A terceira temporada de Sopranos me surpreendeu. Ela se desloca um pouco do teor mais cômico da segunda temporada, caminhando de volta para os temas mais sérios da primeira temporada e dando mais ênfase nos conflitos internos dos personagens.

A entrada de Glória Trillo, affair de Tony Soprano nesta temporada, subverteu a esperada expectativa de uma subtrama enfadonha sobre mais um caso de infidelidade de Tony.

Existem camadas de discussões interessantes aqui, que retomam a profundidade psicológica da primeira temporada.

Além do óbvio magnetismo sexual de Glória, Tony se envolvia com ela por notar características narcisistas de sua mãe, Lívia. Ele buscava nela um reconciliamento materno não resolvido.

Glória, por sua vez, era uma mulher com ideações suicidas e se atraia por Tony por ele personificar o perigo e a própria morte em si. Ela buscava nele a própria aniquilação.

Temos aqui o espelho de uma co-dependência destrutiva, onde cada um busca no outro aquilo que não está resolvido em si mesmo.

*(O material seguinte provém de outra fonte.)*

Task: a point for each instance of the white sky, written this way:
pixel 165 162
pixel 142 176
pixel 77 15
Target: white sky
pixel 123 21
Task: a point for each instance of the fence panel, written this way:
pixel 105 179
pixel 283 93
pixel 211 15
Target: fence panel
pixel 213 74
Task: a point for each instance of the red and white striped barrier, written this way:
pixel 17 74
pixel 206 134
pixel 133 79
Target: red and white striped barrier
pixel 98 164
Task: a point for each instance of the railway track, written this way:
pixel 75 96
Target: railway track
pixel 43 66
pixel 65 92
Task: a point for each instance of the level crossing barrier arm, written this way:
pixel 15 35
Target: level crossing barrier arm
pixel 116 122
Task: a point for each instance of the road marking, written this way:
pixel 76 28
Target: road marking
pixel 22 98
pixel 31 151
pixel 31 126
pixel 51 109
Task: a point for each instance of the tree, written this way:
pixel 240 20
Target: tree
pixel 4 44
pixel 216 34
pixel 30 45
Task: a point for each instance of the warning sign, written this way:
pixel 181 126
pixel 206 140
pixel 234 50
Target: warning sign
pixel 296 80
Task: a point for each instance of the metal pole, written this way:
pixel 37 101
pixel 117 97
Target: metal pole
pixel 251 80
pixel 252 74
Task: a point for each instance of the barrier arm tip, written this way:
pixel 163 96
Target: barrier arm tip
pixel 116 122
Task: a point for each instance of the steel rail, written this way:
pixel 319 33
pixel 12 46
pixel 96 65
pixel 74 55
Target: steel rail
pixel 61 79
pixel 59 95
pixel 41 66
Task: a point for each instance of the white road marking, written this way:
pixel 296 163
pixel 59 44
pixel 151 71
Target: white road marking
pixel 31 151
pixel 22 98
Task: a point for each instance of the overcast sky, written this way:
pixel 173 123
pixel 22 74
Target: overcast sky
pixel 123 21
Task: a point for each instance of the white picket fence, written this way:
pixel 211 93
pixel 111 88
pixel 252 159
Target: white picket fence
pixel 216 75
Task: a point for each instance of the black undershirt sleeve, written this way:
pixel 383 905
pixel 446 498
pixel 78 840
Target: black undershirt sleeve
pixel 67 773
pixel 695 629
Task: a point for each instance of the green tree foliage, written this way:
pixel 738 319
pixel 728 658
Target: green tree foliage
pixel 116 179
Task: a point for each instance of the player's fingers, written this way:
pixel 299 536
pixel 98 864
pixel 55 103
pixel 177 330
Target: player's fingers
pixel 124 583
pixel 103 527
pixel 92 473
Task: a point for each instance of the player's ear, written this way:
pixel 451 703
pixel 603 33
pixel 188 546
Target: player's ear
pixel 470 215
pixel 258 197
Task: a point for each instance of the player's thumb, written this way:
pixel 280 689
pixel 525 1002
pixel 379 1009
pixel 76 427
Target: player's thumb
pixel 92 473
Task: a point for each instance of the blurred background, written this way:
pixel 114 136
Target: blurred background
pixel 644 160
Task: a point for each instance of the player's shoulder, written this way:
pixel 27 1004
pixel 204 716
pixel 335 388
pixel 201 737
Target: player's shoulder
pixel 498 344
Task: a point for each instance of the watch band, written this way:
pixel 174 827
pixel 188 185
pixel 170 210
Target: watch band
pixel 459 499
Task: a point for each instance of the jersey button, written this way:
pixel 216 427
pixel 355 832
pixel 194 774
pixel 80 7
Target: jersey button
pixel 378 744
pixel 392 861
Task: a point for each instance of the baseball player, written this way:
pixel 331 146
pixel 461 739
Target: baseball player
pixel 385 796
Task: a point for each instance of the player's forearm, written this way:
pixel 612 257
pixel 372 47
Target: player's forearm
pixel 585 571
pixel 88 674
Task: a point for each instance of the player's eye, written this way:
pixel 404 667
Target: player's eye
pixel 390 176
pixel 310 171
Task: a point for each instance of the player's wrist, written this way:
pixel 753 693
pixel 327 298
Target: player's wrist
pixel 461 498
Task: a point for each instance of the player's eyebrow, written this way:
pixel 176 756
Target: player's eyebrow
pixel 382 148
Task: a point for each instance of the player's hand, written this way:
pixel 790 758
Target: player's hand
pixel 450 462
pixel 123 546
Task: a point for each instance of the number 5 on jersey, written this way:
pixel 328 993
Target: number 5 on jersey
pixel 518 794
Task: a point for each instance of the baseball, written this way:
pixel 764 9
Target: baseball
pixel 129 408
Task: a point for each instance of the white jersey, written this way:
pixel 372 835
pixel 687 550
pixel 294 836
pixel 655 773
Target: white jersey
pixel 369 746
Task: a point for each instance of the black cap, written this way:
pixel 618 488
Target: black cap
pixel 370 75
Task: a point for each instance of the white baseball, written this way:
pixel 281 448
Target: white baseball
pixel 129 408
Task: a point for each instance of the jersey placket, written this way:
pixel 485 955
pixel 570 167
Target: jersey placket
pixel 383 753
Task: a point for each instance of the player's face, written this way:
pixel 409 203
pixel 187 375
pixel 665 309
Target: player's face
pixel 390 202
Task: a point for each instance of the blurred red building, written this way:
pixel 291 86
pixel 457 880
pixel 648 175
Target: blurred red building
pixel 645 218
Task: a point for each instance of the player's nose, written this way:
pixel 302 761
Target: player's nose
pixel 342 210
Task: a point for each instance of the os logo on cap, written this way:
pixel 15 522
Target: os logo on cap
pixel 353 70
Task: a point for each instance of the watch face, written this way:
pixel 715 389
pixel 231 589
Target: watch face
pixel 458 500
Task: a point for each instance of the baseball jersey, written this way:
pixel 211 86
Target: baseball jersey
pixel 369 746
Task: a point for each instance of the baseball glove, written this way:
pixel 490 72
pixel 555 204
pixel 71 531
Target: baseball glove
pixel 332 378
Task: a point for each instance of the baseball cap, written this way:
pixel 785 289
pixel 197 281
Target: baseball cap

O núcleo familiar da familia Soprano nesta temporada começa a ficar cada vez mais complexo, coisa que já vinha sendo trabalhada nas temporadas anteriores.

Meadow, a filha de Tony, está na faculdade, tendo suas primeiras experiências sexuais e se libertando da tutela dos pais.

Seu irmão, A.J., está entrando na adolescência e se tornando cada vez mais rebelde e problemático – coisa da idade.

Um dos pontos interessantes dessa série é mostrar que problemas comuns de uma família “comum” são tão (ou mais) desafiadores do que gerenciar uma rede de crime organizado.

No entanto, é Carmela Soprano, esposa de Tony, a que teve o desenvolvimento mais interessante.

Ela já está completamente anestesiada com os casos de infidelidade do marido. No entanto, por ser de longe a mais católica do núcleo, está constantemente sendo surpeendida por difusos sentimentos de culpa e conflitos éticos a respeito do seu envolvimento indireto com a máfia, que ela está tentando reprimir e contornar numa fantasia reconfortante de que está sendo “uma boa esposa” e cumprindo sua missão.

Como bem diz o professor Olavo de Carvalho, a base de muitos distúrbios neuróticos está na repressão da consciência moral, que se apoia “num complexo jogo de racionalizações e compensações que falseia completamente a posição existêncial do indivíduo”.

Todo católico é lembrado nas missas que existe o pecado por atos e o pecado por omissões.

Carmela sabe que todas suas jóias, seu conforto e até a faculdade de sua filha são pagos com sangue. A proteção e a paz do seu santuário familiar depende da destruição de outras famílias e do vilipêndio do santuário alheio.

Apesar da fé católica exigir renúncia, Carmela é cercada de padres coniventes, que usam o argumento da indissolubilidade do matrimônio como desculpa pseudo-sacra para não obrigá-la a carregar sua cruz – que exigiria dela a busca pela nulidade matrimonial e o desapego de tudo: riqueza, conforto, futuro dos filhos, o próprio marido (que ela ama) e, por último, sua própria vida.

Indiretamente, Carmela se torna uma expressão da corrupção dentro da Igreja e de como é possível justificar teológicamente um pecado mortal.

A 3ª temporada ainda apresenta Ralph Cifaretto, interpretado pelo icônico Joe Pantoliano. Um homem indubitavelmente vil, louco e violento.

Ele se envolve com uma stripper de 19 anos chamada Tracee, que engravida dele e é brutalmente assassinada depois de uma discussão, a contragosto do próprio Tony – que simpatizava com a pobre moça.

Tony começa a ser assombrado por indescritível remorso, pois o trágico destino da jovem levou-o a uma incômoda e verdadeira reflexão: “e se fosse a milha filha”.

No entanto, assim como Carmela, sua consciência moral é reprimida em favor dos negócios e do status quo. Ralph, apesar de tudo, era lucrativo.

David Chase reforça mais uma vez o fato de que a maioria dos personagens dessa série não são boas pessoas, não importa o quanto torcemos por eles.

Enfim, a terceira temporada foi uma espécie de “teologia moral” que revela a íntima relação do mal com a omissão e conveniência.

Tão boa quanto a primeira temporada.